The article reports:
A top adviser to Attorney General Merrick Garland is facing calls to recuse herself from the Justice Department’s investigation of the Trump-Russia probe, which has looked into the actions of her husband, National Security Adviser Jake Sullivan.
Margaret Goodlander serves as counsel to Garland, who oversees Special Counsel John Durham’s investigation. Garland has oversight of Durham’s budget, the scope of the investigation, and the release of a report Durham is believed to be writing. Sullivan, who married Goodlander in 2015, has been referenced in Durham’s indictment of a cybersecurity lawyer who worked for the Clinton campaign. While there is no indication that Durham is targeting Sullivan, the national security adviser could be a witness for the investigation given that he was a foreign policy adviser to Hillary Clinton’s 2016 presidential campaign. Durham’s report could also reveal embarrassing details about Sullivan’s work on the campaign to dig up dirt on Donald Trump’s possible links to Russia.
A spokesman for the Justice Department said Goodlander “has no role in Mr. Durham’s investigation,” but it is unclear whether she has formally recused herself from the matter or whether the Durham probe is outside her Justice Department portfolio. Fox News reported that Goodlander advises Garland on antitrust and international issues.
Sen. Chuck Grassley (R., Iowa) and the watchdog group Empower Oversight say Goodlander should be formally recused from the Durham investigation to maintain public trust in the probe.

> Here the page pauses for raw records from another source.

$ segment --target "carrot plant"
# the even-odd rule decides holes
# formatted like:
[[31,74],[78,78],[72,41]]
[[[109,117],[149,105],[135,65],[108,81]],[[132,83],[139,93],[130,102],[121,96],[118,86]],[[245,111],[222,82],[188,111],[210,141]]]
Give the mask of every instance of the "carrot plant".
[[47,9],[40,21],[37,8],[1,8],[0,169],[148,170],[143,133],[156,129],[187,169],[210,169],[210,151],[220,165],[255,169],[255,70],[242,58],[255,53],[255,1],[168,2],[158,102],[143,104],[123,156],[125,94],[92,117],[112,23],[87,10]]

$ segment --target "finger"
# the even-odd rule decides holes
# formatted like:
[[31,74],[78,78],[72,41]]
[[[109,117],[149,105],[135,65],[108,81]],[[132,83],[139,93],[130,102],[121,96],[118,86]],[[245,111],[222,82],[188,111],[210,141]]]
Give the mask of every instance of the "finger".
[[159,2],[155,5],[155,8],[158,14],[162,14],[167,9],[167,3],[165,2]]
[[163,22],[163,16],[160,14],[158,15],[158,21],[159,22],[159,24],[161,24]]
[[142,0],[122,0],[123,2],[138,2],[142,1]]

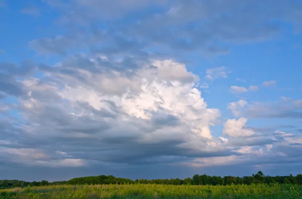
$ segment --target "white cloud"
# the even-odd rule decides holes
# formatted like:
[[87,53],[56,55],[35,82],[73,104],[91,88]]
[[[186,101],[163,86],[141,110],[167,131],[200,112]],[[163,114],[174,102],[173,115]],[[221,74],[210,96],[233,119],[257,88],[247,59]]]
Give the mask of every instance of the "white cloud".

Maybe I’m missing something, but if your husband is under investigation by the Justice Department, you shouldn’t be working for the Justice Department.
The article concludes:
According to the indictment, Sussmann’s (indicted cybersecurity lawyer Michael Sussmann) former Perkins Coie partner, Marc Elias, in September 2016 briefed Sullivan and others on the Clinton team about his firm’s efforts to investigate the Alfa Bank data. Sullivan days before the election issued a statement that cited the Alfa-Trump allegations as evidence of collusion. It was unknown at the time that the Clinton campaign was investigating the Alfa Bank issue. The FBI later determined that there was no nefarious link between the bank and Trump.
Elias was the attorney who hired Fusion GPS, the firm that commissioned the Steele dossier. Durham indicted the primary source for the dossier, Igor Danchenko, on charges that Danchenko lied to the FBI about the identity of his sources. Dancheko allegedly lied by saying that a longtime Democratic operative, Charles Dolan, was not one of his sources.

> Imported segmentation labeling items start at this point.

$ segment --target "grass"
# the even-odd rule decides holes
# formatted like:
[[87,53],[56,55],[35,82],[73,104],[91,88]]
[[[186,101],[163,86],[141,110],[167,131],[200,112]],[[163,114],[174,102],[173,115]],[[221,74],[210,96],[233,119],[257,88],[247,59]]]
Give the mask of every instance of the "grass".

Grassley and Empower Oversight have pressed the Justice Department over the recusal of another official, Susan Hennessey, who has pushed the false claim that the Trump campaign colluded with Russia. Hennessey, who serves in the national security division, last year criticized Durham’s investigation, calling it “partisan silliness.”
Grassley said Garland has stonewalled his requests for information about Hennessey and other Justice Department officials’ conflicts of interest.

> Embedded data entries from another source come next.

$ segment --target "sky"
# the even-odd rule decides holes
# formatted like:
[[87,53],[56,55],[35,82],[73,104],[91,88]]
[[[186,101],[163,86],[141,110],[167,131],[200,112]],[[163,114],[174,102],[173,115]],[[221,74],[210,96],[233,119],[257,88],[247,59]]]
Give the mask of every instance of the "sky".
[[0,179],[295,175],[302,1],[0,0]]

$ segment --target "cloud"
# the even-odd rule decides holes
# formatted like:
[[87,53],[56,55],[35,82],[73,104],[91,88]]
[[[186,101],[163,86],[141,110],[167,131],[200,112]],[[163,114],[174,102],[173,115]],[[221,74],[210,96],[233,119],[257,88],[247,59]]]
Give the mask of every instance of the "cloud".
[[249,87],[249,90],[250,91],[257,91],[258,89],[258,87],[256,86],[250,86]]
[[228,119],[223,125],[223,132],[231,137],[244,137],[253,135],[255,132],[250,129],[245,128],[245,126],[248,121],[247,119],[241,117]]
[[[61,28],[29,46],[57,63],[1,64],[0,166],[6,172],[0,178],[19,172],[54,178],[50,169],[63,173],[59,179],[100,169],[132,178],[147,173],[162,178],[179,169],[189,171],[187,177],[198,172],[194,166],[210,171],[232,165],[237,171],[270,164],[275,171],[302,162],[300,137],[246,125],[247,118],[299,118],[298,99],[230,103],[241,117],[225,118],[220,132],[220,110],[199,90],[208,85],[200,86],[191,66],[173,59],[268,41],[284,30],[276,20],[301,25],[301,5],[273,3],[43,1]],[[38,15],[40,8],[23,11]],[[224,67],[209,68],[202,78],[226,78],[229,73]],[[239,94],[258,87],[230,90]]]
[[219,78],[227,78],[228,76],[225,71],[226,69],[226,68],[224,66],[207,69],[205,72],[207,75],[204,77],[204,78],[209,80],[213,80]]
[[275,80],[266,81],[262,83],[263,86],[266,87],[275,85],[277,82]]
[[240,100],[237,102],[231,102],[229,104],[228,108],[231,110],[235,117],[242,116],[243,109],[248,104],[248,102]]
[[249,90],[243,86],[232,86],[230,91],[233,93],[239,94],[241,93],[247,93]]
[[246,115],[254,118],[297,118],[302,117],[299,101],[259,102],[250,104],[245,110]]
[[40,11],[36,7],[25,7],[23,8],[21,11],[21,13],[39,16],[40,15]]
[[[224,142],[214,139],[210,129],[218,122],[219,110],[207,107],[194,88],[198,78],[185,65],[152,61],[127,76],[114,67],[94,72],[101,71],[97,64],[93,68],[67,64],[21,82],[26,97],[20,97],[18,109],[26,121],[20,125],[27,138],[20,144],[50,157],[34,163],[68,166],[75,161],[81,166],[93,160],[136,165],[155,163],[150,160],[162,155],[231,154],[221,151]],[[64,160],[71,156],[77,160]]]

“I’ve raised concerns about potential conflicts of several Biden Justice Department officials and can’t get a straight answer from the attorney general,” he told the Free Beacon.
The Free Beacon was once a client of Fusion GPS. All of the work Fusion GPS performed for the Free Beacon was based on public sources, and none of the work product appeared in the Steele dossier. For more information, see here.
The swamp is deeper and has more entangled vines than most of us ever imagined.